Alpha skills coming under the spotlight
Fund manager performance will be increasingly scrutinised as the investment environment moves into a tougher post-crisis phase, according to separate reports from Mercer and BlackRock.
Mercer sees the global investment universe entering a second phase, which it calls "tentative normalisation". Over the next five years, increased market volatility will underpin a challenging environment for generating returns, the firm said.
"The exceptional performance of many asset classes over the past six years has, almost by definition, reduced the prospects for future returns while increasing risks to the downside.
"Returns from manager skill (alpha) might therefore become an increasingly important return driver for investors in the next three-to-five years."
Among Mercer's recommendations are long-term strategies with particular attention to "more thoughtful monitoring" of asset managers.
"[A]t the asset manager level, investors should consider strategies that behave more like owners of the businesses in which they invest.
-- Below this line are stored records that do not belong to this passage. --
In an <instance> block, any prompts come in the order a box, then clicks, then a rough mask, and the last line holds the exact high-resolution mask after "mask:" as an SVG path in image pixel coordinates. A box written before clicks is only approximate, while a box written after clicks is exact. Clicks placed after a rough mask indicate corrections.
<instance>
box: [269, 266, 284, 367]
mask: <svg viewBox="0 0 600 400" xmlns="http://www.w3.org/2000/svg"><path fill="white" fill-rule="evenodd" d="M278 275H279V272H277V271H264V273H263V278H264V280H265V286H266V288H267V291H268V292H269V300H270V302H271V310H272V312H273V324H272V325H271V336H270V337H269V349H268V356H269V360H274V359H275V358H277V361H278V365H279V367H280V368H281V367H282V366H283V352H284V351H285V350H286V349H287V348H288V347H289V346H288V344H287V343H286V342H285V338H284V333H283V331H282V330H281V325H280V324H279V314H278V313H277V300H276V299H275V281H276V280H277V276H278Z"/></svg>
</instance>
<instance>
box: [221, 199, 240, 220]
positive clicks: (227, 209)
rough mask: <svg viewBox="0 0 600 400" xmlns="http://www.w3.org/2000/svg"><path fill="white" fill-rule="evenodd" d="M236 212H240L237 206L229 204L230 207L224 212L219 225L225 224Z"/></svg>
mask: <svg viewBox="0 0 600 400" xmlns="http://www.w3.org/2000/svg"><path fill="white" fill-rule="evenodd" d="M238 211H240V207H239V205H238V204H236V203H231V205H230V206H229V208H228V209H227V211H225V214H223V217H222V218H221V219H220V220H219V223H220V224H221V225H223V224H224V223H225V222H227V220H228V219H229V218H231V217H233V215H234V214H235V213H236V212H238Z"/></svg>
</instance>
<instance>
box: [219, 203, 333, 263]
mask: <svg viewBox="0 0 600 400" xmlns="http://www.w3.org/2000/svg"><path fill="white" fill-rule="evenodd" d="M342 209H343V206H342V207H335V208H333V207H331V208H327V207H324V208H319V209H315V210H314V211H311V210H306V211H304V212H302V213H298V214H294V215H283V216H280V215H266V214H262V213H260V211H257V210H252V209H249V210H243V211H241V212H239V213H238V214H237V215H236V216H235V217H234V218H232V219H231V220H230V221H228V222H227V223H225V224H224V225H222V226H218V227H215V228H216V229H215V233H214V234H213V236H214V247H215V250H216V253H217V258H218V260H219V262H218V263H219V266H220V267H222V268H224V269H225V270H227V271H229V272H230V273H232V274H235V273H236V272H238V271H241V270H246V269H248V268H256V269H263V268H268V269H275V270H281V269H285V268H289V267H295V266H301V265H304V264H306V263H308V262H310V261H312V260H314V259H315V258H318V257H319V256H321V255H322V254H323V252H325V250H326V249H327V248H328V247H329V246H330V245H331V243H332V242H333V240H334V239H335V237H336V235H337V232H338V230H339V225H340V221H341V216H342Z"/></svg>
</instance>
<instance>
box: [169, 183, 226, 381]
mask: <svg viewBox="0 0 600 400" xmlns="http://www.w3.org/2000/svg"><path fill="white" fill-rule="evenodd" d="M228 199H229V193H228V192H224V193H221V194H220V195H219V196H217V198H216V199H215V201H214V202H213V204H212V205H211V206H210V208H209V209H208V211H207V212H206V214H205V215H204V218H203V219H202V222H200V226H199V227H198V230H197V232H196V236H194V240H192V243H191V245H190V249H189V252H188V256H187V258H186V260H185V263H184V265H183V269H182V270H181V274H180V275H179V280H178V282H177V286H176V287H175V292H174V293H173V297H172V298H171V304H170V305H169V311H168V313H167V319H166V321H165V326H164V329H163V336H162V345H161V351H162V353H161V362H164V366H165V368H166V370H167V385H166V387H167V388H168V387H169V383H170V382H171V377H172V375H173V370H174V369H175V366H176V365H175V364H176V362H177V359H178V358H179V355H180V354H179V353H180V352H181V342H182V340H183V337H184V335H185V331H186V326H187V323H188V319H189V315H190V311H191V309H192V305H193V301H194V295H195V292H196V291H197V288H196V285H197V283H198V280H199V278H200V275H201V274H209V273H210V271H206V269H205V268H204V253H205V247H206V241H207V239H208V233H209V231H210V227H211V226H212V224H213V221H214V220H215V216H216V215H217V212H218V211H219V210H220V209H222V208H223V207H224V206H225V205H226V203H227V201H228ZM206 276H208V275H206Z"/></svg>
Managers running concentrated portfolios, built without any reference to a benchmark, are likely to be less prone to unhelpful short-term behaviours driven by benchmark-relative measures (such as tracking error) and are more likely to be able to engage effectively with portfolio holdings."
Similarly, a recent survey report by BlackRock polling 169 global institutional investors also found a readjustment of allocation underway as the shift in the macro-environment makes desirable returns more difficult.
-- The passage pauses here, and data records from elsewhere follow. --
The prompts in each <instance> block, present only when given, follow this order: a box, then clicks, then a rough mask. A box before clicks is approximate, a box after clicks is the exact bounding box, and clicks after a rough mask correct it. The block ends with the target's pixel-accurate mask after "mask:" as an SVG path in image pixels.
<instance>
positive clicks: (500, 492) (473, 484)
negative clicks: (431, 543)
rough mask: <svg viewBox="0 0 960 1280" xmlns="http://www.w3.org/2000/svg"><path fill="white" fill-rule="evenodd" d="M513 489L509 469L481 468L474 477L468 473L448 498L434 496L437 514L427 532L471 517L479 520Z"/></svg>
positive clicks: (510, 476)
Institutional intentions showed "significant moves in their portfolios towards alternative investments and less traditional fixed income strategies".
In Asia-Pacific, institutional appetites were similar to their developed market counterparts: 64% plan to increase allocations in real assets, 54% to real estate and 43% to private equity.
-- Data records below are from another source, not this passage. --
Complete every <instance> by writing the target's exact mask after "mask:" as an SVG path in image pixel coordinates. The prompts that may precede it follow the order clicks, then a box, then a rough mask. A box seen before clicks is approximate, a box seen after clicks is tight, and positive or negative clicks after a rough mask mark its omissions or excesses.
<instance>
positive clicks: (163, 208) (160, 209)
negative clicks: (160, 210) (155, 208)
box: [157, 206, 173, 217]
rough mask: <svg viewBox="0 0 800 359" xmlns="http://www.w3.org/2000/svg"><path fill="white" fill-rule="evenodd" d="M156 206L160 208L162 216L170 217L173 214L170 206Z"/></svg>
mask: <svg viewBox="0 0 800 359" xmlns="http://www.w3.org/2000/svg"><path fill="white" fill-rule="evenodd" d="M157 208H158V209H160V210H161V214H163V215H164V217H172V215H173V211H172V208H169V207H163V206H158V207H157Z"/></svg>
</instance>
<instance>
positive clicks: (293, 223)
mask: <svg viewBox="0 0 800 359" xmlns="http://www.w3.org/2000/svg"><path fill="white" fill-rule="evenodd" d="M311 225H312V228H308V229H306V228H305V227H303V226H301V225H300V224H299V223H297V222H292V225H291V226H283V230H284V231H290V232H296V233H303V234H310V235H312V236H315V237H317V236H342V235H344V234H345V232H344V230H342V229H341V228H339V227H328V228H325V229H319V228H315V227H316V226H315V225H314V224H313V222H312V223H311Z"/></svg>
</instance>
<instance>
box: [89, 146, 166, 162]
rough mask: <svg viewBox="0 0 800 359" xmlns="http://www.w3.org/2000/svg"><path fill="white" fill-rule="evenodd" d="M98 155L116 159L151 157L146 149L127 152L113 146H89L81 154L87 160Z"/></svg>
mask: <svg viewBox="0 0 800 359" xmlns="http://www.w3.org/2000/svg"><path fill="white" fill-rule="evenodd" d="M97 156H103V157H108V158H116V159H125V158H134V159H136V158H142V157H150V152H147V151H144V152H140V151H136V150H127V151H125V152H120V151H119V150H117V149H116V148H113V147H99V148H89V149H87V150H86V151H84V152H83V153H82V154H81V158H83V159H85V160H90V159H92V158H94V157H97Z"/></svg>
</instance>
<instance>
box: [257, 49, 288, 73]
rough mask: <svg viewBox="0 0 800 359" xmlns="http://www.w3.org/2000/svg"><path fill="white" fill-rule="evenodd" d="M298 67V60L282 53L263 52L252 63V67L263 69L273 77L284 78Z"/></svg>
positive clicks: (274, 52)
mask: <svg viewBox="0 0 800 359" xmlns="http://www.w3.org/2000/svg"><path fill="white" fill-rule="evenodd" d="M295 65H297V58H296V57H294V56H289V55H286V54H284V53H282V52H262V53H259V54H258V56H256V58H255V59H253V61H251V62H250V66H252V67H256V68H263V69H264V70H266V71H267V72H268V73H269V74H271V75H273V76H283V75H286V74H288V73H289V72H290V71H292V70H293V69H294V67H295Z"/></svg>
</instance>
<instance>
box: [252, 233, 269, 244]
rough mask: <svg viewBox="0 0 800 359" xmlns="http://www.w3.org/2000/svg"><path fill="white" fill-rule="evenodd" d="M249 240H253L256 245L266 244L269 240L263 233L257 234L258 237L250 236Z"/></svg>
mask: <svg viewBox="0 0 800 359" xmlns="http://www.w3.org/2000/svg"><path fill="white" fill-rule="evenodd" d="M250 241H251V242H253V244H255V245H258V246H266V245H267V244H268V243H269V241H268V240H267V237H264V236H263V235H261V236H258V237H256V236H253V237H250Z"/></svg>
The appeal of fixed income seems to be waning, with 44% of institutions in the region anticipating moving out of the asset class.
Within fixed income, allocations to high yield and long duration are expected to decrease, with unconstrained (41%), emerging markets (38%) and short duration (32%) gaining favour.
"The moves in fixed income are also significant and highlight the importance of manager selection and mandate flexibility in a time of yield scarcity," said Mark McCombe, senior managing director and global head of BlackRock's institutional client business.
BlackRock recommended allocation toward alternative and non-traditional asset classes.
"Mixed economic growth forecasts and shifting monetary policies are significant challenges for our clients. These conditions are testing investors' ability to generate sufficient returns to meet their long-term liabilities," McCombe said.